Я вздрогнул: после Атто – опять тайный агент?
– Не такой, как вы опасаетесь, – тут же добавил Симонис, – он легальный шпион, так сказать, уполномоченный.
Он пояснил мне, что прошлый император Леопольд, отец Иосифа I, был набожным и справедливым человеком. Он страшился каких бы то ни было эксцессов и в высшей степени ценил осторожность, терпение и бережливость. И поскольку Австрию, как мне было, наверное, известно, поцеловала богиня изобилия, и даже последний подданный обладал достаточным имуществом для того, чтобы жить как король, Леопольд, дабы не путать дворянина с поденщиком, князя со столяром, даму со служанкой, разделил общество на пять классов. И каждому подробно расписал, сколько ему роскоши положено и что запрещено. В классификацию не входили только дворяне и кавалеры орденов, поскольку обладали особыми привилегиями.
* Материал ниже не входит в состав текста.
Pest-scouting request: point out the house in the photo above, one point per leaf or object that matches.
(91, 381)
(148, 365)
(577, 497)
– Действительно, я слышал об этих пяти классах. Однако с тех пор, как я здесь, никто никогда не спрашивал, к какому из них я принадлежу, – вставил я.
– Может быть, потому, что вы – чужестранец и никто не подумал о том, что вас нужно контролировать. А для венцев это очень серьезный вопрос.
Симонис кратко описал мне пять классов. К первому принадлежали уважаемые императорские и княжеские чиновники: вицедоны, придворные и военные казначеи, императорский управитель соляного ведомства, главный лесничий и управитель железного ведомства, придворные квартирмейстеры etc.Второй класс охватывал представителей несколько более скромных занятий: советников бухгалтерии, придворных музыкантов, контролеров, гардеробщиков, цирюльников, поваров и так далее. В третьем мы спускались еще ниже: бухгалтеры, канцеляристы, управляющие винными погребами, обойщики. К четвертому классу принадлежали сокольничьи, охотники, носильщики, сторожа, школьные учителя, повара и низшие служащие. К пятому, последнему классу относился простой народ помощников и поденщиков.
Для каждого класса было точно установлено, сколько денег можно тратить на то, чтобы одеться, поесть, выйти в свет, жениться и даже умереть.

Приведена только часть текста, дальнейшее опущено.